Sausage and Vegetables

  • 1 tbsp extra virgin olive oil
  • 13.5 oz Andouille Sausage, sliced about 1/2 inch thick
  • 1/3 cup diced red onion
  • 1 red pepper, chopped
  • 1 orange pepper, chopped
  • 2 small to medium zucchini, sliced and quartered
  • 1/2 tsp garlic salt
  • 1/4 tsp sea salt
  • 1/8 tsp fresh cracked black pepper
  • 2 ears of corn
  • Additional sea salt and fresh cracked black pepper to taste
  • Optional: Poblano or Jalapeno pepper for added heat
  • 1/8 cup chopped basil
  • 1/8 cup chopped cilantro

Basil Cilantro Crema

  • 1/2 cup mayonnaise
  • 1/4 cup sour cream
  • 1/3 cup packed fresh basil leaves
  • 1/4 cup packed fresh cilantro leaves
  • 1 tbsp extra virgin olive oil
  • 1/2 tsp garlic salt
  • 1/4 tsp white pepper
  • Juice of half a lime (about 1/21 tbsp)


Instructions

  1. Make the Basil Cilantro Crema: In a food processor, blend together the mayonnaise, sour cream, basil, cilantro, extra virgin olive oil, garlic salt, white pepper, and lime juice until smooth. Transfer to the refrigerator and chill for about 10 minutes if not using immediately.
  2. Cook the Sausage: Heat 1 tablespoon of olive oil in a large skillet over medium-high heat. Add the sliced Andouille sausage and cook for about 3 minutes on each side until nicely browned. Remove the sausage from the skillet and set aside.
  3. Cook the Corn: Preheat your grill or use the same skillet. Grill the ears of corn, turning every 4 minutes until cooked and slightly charred on all sides. Once done, cut the corn kernels off the cob and set aside.
  4. Cook the Vegetables: In the same skillet used for the sausage, add the diced red onion and sauté for 3 to 5 minutes until softened.
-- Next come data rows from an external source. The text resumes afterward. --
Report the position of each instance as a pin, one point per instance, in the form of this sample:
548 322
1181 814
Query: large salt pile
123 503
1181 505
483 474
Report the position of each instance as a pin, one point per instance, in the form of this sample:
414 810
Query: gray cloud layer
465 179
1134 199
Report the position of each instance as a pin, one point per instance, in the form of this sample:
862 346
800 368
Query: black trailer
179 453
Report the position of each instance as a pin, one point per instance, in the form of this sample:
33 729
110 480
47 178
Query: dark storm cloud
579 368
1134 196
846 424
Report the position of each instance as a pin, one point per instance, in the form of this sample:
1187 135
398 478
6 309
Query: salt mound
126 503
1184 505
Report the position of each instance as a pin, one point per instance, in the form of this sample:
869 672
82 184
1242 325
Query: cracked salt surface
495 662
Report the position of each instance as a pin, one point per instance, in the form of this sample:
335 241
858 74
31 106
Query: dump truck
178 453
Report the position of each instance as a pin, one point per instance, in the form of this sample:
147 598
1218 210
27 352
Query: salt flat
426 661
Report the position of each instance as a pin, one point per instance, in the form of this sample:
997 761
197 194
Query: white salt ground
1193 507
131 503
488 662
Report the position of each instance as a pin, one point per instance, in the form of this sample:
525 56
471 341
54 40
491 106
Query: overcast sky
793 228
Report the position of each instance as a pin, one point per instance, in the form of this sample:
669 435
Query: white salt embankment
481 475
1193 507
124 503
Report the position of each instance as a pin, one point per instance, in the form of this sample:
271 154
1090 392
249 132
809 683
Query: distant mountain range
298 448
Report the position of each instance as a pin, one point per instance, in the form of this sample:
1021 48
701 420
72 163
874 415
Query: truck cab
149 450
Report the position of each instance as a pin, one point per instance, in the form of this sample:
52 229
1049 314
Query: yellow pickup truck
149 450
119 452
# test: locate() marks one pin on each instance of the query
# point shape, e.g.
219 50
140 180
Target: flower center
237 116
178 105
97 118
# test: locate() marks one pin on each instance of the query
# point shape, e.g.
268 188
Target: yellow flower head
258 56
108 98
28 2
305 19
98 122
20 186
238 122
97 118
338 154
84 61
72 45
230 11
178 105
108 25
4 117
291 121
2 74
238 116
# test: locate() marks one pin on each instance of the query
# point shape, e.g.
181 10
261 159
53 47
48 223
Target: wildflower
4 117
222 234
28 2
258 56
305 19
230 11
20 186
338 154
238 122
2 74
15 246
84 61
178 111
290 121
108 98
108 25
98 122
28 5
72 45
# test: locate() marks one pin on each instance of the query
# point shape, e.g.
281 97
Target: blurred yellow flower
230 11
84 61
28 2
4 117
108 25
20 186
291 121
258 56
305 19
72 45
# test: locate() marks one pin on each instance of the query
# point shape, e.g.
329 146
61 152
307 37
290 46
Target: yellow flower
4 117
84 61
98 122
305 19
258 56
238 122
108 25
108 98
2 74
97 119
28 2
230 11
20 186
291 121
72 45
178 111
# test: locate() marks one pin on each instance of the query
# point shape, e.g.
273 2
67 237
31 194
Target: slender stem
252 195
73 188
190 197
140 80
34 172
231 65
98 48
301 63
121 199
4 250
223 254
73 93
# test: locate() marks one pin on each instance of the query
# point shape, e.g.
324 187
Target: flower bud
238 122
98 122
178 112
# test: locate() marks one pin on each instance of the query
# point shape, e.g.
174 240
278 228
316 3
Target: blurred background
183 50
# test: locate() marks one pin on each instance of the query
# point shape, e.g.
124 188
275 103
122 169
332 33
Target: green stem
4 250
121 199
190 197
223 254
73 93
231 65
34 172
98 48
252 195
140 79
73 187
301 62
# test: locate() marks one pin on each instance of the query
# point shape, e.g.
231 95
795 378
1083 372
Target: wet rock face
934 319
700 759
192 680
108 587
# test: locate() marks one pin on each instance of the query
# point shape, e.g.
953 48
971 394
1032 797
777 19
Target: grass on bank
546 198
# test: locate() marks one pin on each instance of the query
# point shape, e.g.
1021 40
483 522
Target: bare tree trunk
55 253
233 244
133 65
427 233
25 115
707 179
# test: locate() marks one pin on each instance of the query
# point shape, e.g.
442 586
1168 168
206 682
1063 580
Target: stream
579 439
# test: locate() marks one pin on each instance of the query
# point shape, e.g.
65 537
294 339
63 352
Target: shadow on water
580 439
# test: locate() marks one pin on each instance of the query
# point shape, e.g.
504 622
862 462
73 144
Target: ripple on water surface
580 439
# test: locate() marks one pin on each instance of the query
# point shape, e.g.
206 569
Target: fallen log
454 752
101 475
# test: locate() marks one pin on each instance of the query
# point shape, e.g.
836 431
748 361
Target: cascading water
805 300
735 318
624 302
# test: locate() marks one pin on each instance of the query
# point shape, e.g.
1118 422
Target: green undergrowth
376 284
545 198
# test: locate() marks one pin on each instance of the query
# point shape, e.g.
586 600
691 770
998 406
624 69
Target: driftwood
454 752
Add the chopped red and orange peppers and cook for another 3 to 5 minutes until tender. Add the zucchini along with the garlic salt, sea salt, and cracked black pepper. Continue cooking for an additional 3 to 5 minutes, allowing the zucchini to slightly char and caramelize.
  5. Combine the Ingredients: Return the cooked sausage and grilled corn kernels to the skillet with the vegetables. Sauté everything together for 2 minutes to meld the flavors. Then allow the skillet to sit for 3 minutes off heat to further develop the taste. Add the chopped basil and cilantro, tossing gently to combine.
  6. Serve: Serve the skillet hot as is or over a bed of rice. Drizzle generously with the chilled Basil Cilantro Crema and garnish with extra sea salt and cracked black pepper to taste for an added flavor boost.

Notes

  • You can substitute Andouille sausage with any spicy smoked sausage if preferred.
  • For extra heat, add chopped Poblano or Jalapeno peppers with the vegetables.
  • The basil cilantro crema is best made ahead and chilled for enhanced flavor.
  • Make sure to slightly char the zucchini for added smoky depth.
  • This meal pairs wonderfully with steamed rice or crusty bread.
  • Leftovers can be refrigerated for up to 3 days and reheated on stovetop.